ONE of Wales’s best-known priests – known as the “holy ghostbuster” – has died aged 99.

The Rev Joe Aelwyn Roberts, former Vicar of Llandegai and a Bangor Cathedral minor canon, died at Ysbyty Gwynedd on Thursday January 11 after a series of infections became untreatable. Three of his daughters were with him.

Mr Roberts, who was born in Blaenau Ffestiniog and came to Llandegai in 1952, is best known as the author of Holy Ghostbuster and other books, revealing his decades as the Church in Wales’s special responsibilities minister dealing with paranormal issues.

He frequently featured on BBC TV and S4C in programmes and documentaries and was guest on one of Sir David Frost’s hour-long TV shows investigating the paranormal.

Before the Samaritans were formed, in the late 1960s Mr Roberts created ‘The Listeners’ in Bangor.

Long before the Government, he established a drugs and alcohol counselling service in North Wales to act with police, probation and healthcare services. He was also head of the church’s adoption agency and more than 550 babies were placed to new parents.

Local authorities would assume responsibility for adoption and fostering but not before he had established an agency operating throughout North and Mid Wales.

Before REMPLOY, an organisation which helped disabled people with work, Mr Roberts also created workshops and employment chances for adults with learning difficulties in the Ogwen area.

In the 1960s he fought local political objections to create a travellers’ site in Llandegai and persuaded the Penrhyn family to donate the land.

His son, Mark Roberts, recalled: “Dad also used to represent the gypsy community when they appeared at magistrates’ court.

“At one hearing, the prosecuting solicitor surrendered his case against the accused when the chairman of the bench warned him ‘this man is being defended by the Reverend Roberts. You had better be prepared!’.”

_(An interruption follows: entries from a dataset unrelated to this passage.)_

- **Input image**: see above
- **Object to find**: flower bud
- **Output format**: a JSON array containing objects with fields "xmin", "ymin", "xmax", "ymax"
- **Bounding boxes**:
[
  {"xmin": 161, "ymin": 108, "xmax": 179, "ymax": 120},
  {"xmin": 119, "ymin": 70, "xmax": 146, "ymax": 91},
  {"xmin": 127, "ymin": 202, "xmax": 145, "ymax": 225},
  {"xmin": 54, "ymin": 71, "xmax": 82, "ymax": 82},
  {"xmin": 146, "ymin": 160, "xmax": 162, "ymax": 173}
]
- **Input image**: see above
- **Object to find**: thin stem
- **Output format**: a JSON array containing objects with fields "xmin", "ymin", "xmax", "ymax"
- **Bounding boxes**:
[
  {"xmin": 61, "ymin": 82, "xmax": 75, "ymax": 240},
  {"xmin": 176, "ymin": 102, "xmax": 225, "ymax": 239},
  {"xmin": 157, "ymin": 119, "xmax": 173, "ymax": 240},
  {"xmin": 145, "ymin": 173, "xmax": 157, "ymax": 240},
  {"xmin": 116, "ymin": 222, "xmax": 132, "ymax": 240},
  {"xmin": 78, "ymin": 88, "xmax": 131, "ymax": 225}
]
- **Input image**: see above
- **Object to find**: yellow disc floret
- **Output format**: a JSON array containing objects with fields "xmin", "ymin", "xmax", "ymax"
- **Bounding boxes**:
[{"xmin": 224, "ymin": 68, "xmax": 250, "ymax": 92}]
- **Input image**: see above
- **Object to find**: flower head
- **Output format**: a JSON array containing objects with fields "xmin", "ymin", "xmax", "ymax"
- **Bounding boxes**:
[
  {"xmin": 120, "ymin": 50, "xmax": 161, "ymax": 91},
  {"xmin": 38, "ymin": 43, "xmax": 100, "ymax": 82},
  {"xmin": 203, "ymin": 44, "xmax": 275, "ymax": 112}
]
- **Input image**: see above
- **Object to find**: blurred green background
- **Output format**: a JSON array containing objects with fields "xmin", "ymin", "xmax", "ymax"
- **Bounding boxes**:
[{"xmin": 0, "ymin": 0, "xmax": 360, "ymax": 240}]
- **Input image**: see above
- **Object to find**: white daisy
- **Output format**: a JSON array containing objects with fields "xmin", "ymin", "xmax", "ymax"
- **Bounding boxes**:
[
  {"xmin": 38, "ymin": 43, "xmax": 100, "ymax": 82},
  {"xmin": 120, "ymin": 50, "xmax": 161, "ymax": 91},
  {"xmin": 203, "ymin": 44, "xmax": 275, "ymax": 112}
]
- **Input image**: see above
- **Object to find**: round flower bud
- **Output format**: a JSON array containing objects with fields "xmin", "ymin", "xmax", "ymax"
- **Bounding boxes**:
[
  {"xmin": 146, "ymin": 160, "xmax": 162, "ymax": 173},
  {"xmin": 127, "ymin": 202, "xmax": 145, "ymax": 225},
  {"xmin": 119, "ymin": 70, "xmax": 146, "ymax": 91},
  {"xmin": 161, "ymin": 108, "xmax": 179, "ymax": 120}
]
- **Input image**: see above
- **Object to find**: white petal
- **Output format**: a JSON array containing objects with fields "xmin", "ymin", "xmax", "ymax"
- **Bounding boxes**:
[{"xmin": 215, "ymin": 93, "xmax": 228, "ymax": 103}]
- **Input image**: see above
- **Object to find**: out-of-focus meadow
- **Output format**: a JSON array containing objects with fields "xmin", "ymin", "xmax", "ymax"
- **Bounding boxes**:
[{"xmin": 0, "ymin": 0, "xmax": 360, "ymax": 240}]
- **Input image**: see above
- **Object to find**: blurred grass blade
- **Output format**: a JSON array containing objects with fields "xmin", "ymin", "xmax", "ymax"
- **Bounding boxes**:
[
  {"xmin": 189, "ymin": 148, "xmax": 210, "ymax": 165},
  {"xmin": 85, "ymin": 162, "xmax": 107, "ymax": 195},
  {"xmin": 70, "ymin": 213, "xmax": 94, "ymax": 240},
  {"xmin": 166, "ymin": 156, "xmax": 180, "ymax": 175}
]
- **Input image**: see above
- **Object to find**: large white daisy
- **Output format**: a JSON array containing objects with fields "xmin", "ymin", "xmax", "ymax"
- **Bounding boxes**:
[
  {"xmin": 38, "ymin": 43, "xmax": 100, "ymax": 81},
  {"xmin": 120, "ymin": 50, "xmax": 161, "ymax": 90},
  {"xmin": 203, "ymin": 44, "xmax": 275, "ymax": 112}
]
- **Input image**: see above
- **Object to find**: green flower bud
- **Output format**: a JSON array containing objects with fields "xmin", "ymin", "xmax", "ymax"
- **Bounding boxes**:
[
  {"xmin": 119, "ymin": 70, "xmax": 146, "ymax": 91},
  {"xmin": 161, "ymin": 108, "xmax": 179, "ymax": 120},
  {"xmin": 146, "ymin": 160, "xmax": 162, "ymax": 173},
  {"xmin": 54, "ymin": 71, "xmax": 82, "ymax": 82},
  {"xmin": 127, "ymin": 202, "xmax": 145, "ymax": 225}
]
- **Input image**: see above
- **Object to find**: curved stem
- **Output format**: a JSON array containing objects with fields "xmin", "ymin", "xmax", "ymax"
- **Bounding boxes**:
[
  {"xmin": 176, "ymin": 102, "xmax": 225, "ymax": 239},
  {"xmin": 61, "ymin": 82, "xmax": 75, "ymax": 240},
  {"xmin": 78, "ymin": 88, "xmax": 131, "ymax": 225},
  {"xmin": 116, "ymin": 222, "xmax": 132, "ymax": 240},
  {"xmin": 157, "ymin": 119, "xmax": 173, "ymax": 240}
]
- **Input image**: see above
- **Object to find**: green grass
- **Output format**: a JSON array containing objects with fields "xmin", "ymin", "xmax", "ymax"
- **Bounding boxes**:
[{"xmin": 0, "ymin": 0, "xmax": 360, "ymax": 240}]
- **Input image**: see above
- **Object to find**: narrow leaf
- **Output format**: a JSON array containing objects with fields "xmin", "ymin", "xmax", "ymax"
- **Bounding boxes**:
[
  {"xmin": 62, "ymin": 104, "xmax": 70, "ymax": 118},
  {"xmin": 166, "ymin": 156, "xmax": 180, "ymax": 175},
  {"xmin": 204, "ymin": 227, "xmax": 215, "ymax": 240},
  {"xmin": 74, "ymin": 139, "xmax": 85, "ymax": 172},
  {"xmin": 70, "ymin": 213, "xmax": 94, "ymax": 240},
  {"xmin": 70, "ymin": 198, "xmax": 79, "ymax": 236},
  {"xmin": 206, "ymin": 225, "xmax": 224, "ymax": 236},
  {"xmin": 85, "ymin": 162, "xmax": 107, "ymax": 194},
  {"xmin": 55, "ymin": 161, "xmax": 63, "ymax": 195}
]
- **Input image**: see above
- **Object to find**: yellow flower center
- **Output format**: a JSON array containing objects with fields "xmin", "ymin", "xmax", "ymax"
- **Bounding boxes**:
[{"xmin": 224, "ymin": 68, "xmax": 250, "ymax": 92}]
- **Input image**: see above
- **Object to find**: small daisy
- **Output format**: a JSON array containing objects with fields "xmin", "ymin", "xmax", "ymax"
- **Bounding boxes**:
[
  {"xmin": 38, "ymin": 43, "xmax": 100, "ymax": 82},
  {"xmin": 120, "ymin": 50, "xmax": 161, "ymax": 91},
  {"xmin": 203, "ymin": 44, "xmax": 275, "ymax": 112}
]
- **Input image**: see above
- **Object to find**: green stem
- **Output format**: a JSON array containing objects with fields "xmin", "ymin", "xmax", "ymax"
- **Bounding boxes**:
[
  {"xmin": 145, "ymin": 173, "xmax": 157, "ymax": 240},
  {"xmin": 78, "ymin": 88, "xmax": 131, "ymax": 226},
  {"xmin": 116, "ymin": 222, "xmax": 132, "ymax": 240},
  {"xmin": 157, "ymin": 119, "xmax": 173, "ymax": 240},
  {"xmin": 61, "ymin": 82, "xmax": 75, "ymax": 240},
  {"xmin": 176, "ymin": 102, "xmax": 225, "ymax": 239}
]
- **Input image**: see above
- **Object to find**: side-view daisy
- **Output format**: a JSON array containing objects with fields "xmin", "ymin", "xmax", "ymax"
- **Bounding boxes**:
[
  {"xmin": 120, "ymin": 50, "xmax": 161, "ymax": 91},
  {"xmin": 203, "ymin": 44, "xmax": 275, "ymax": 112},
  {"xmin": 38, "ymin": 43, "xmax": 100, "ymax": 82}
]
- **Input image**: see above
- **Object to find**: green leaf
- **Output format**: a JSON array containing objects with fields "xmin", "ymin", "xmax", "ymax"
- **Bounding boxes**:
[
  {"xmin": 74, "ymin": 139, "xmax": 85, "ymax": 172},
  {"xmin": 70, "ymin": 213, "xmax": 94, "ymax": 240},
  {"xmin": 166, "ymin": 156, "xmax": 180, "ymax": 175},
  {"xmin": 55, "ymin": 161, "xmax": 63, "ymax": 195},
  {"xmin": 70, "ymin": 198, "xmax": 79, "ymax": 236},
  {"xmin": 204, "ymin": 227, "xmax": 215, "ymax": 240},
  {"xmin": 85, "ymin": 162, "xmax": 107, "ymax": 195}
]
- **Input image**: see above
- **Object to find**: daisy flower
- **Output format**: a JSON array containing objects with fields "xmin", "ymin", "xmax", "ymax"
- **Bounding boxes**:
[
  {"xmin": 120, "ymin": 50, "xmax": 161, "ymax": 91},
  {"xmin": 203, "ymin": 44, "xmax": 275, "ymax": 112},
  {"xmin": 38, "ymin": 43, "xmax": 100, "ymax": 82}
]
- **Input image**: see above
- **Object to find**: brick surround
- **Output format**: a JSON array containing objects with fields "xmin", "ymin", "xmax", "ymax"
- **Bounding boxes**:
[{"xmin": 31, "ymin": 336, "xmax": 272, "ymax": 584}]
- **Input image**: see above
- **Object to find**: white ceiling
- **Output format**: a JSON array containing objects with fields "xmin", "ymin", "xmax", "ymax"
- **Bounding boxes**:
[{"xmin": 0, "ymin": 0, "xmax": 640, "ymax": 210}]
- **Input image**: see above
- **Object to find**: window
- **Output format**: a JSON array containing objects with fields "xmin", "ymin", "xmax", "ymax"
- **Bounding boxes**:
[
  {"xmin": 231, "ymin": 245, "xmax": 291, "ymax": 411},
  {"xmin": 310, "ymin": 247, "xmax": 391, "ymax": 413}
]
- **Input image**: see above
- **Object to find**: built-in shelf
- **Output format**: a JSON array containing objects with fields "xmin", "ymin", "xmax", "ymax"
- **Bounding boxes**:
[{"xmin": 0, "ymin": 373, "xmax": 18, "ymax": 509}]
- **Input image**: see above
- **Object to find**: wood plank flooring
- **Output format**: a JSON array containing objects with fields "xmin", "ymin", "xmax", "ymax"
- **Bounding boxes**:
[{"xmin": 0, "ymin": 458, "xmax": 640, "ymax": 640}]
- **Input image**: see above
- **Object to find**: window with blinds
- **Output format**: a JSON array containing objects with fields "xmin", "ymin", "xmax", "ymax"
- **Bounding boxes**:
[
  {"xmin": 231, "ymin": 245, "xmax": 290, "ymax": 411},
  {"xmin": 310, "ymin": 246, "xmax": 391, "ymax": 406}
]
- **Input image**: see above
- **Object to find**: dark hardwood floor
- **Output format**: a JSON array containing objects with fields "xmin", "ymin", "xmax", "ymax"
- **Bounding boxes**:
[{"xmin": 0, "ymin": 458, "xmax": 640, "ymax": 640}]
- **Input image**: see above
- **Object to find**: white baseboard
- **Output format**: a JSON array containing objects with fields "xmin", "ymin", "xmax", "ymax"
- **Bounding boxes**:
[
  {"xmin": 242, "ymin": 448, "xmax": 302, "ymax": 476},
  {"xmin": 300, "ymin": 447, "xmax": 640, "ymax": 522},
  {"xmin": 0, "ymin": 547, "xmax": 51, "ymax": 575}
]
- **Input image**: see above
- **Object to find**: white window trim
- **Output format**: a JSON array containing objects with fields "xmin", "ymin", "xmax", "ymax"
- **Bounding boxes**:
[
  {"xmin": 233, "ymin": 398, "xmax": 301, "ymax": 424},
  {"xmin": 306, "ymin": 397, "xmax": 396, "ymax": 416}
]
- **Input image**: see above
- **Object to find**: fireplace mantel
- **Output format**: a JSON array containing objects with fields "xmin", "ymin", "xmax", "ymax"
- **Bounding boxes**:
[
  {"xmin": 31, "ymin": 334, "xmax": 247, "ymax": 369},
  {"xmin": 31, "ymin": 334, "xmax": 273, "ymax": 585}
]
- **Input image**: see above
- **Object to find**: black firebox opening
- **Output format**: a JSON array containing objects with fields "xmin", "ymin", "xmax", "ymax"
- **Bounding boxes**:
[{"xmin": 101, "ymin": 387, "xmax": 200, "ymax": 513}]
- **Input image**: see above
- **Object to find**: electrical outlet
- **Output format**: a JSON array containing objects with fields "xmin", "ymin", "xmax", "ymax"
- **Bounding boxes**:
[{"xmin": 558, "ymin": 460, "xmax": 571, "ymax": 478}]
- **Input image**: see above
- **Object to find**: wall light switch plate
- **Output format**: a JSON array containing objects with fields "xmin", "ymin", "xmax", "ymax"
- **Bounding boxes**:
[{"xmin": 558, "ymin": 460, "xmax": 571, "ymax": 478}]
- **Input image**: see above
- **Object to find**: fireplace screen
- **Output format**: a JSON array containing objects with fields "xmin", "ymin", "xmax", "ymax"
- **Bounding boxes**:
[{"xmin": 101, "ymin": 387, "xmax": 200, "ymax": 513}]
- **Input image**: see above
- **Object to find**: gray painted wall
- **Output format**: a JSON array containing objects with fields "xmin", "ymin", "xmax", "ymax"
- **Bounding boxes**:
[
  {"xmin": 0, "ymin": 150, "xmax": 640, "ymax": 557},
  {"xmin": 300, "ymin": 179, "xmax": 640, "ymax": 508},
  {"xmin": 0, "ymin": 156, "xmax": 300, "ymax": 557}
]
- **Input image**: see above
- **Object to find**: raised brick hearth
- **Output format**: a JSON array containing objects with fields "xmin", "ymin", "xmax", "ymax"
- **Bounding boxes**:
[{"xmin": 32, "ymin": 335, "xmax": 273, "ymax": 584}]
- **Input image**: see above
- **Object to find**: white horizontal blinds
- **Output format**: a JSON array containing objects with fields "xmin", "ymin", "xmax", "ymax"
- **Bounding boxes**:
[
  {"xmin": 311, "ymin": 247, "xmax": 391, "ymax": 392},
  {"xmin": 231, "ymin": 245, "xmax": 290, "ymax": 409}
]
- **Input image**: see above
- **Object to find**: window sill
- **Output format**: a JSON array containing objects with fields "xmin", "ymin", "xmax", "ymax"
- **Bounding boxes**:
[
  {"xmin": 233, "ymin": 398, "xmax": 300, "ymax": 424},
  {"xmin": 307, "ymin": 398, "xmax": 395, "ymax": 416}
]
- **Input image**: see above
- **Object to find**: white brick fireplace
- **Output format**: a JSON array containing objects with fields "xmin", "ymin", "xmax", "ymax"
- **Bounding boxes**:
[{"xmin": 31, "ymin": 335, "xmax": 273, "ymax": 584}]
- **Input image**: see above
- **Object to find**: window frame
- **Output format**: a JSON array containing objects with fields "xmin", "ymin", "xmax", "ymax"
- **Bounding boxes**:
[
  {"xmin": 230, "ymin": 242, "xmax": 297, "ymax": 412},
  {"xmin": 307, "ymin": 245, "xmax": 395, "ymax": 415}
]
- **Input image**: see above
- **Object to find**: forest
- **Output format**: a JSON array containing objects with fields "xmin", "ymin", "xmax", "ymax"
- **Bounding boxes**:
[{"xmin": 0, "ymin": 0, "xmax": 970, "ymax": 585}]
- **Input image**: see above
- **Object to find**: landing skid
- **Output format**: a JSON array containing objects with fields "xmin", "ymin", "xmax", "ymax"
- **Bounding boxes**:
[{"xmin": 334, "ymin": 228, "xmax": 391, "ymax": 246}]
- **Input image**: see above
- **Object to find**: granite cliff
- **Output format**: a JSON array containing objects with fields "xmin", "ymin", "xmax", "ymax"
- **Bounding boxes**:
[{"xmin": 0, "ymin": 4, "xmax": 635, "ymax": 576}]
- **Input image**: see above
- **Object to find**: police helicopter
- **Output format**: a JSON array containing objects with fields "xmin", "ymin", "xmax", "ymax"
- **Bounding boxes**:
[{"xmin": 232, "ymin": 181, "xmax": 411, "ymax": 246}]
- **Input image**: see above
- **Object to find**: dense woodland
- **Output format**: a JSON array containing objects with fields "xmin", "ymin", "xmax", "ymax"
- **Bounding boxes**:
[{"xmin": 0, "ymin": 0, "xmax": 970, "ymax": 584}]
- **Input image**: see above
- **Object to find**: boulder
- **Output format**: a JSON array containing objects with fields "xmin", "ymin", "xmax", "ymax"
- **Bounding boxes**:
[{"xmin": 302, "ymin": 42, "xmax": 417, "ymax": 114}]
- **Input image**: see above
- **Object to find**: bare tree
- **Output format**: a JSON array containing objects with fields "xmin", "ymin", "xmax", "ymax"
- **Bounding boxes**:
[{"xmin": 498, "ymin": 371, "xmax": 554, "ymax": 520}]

For many years, he was a regular newspaper columnist and was widely quoted for his views by the national press but Other articles were published worldwide but according to his son, his greatest pride was in having a ‘learned paper’ approved by the editorial committee of the British Medical Journal – something unheard of by a non-medical contributor. “They even paid me!” he boasted later.

His broadcasting and TV production career was formidable. In the 1940s and ‘50s while a minor canon at Bangor Cathedral, he was one of the BBC Radio original actors in Will Cwac Cwac, a long-running popular series, and he moved on to script and produce thousands of radio children’s programme until the 1960s when he switched to television.

He had numerous TV series on ghosts, Welsh heritage and traditions and four based on his book Privies of Wales – a history of the outside loo.

In the late 1940s he rejected an offer to become BBC Wales head of children and religious broadcast services in Cardiff, despite its salary and perks.

His son said: “He did so on principle. The BBC had then overlooked another candidate who, being unmarried, had given birth to an illegitimate child in an era when out of wedlock was taboo.”

His international fame after writing ghost-busting books, was added to in 1998 when he was guest on the Christmas Day morning CNN American Morning show – rated among the highest listener audience shows in the USA.

Mr Roberts declined five requests of former Bishops of Bangor to accept higher office, preferring to remain a humble parish priest without constraint. He also declined a nomination for civil honours offered after his retirement as Vicar of Llandegai and director of social responsibility in the Bangor Diocese.

He was honoured by Rotarians International and Probus for his untiring work for Christian communities in Africa.

His last pleas to family were that could he please return “home”to Blaenau Ffestiniog, which he had always regarded as his birthplace.

His son said: “I think it is so beautiful in his confused and ailing mind – and perhaps God given – that shortly before his death he was transferred from the hectic, noisy and traumatic hospital emergency department to the peace and tranquillity of the hospital’s Prysor ward where he died.

“Prysor is that beautiful lake overlooking Blaenau which he called home. He got his wish.”

Mr Roberts was due to be cremated today (January 17) in a private funeral. An open thanksgiving service will be held at Llandegai Church on Saturday, January 27 at 11am .

He leaves six children, 20 grandchildren and 17 great-grandchildren. His wife, Margaret, died last year, aged 93.

Donations in lieu of flowers to WaterAid c/o H O Davies Funeral Directors, High Street, Bangor.